Jesus is our Savior, but not always our Lord!

“For Christ’s love compels us, because we are convinced that one died for all, and therefore all died. And he died for all, that those who live should no longer live for themselves but for him who died for them and was raised again.” (2 Corinthians 5:14-15)

My wife and I went through a terrible storm several years ago, one of those storms that life brings your way. It was ferocious. Just when you thought things couldn’t get any worse for us, the wind would pick up and the rain would begin to pelt even harder.

She handled it much better than I did because her faith was stronger than mine. In fact, I remember the day she told me she had decided the only way out was to give it to the Lord.

I already knew she made that decision. I watched her at the altar the Sunday before and prayed for her as she finally turned that one last part of her life over to him.

Peter once preached, “And everyone who calls on the name of the Lord will be saved.” (Acts 2:21) It’s one of the Lord’s greatest promises to us.
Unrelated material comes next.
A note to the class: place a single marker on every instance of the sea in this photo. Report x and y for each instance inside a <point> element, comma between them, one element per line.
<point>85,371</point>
The problem with most Christians, and that sometimes includes me, is that while we believe that Jesus died on the Cross to save us from the death and eternal condemnation that sin will bring, we have not surrendered fully to the Lordship of Christ. In other words, while he is our savior all of the time, he is our Lord only some of the time.

That’s exactly what my wife meant when she said that she had decided to give this storm in her life to Jesus. And you know what? The Bible promises that while those storms will inevitably wear us down, it’s those “lows” in our lives that the Lord can use to build a bridge to help us cross the raging waters from those storms: “For when I am weak, then I am strong.” (2 Corinthians 12:10)

C.S. Lewis knew all about the struggle that comes with surrender. He fought it for a long time. But he learned that the surrender to the Lordship of Christ gives us much more than it will ever require:

“The Christian way is different: harder, and easier, Lewis wrote. “Christ says, ‘Give me All. I don’t want so much of your time and so much of your money and so much of your work: I want you. I have not come to torment your natural self, but to kill it. No half-measures are any good. I don’t want to cut off a branch here and a branch there, I want to have the whole tree down. I don’t want to drill the tooth, or crown it, or stop it, but to have it out. Hand over the whole natural self, all the desires which you think innocent as well as the ones you think wicked — the whole outfit. I will give you a new self instead. In fact, I will give you myself: my own will shall become yours’.”

When Jesus died on the Cross, he was alone for a brief but dark time. God the Father turned his back on him because of the sin that his death represented. But that’s the last time that God will turn his back on any of his children. The finished work of the Cross promises that we will never have to face the storms of life alone.

Let Jesus be more than just your savior. Make Him Lord of your life. Turn those storms that life brings over to him. And each and every time that you do, he’ll be right there to let you know that you are not alone.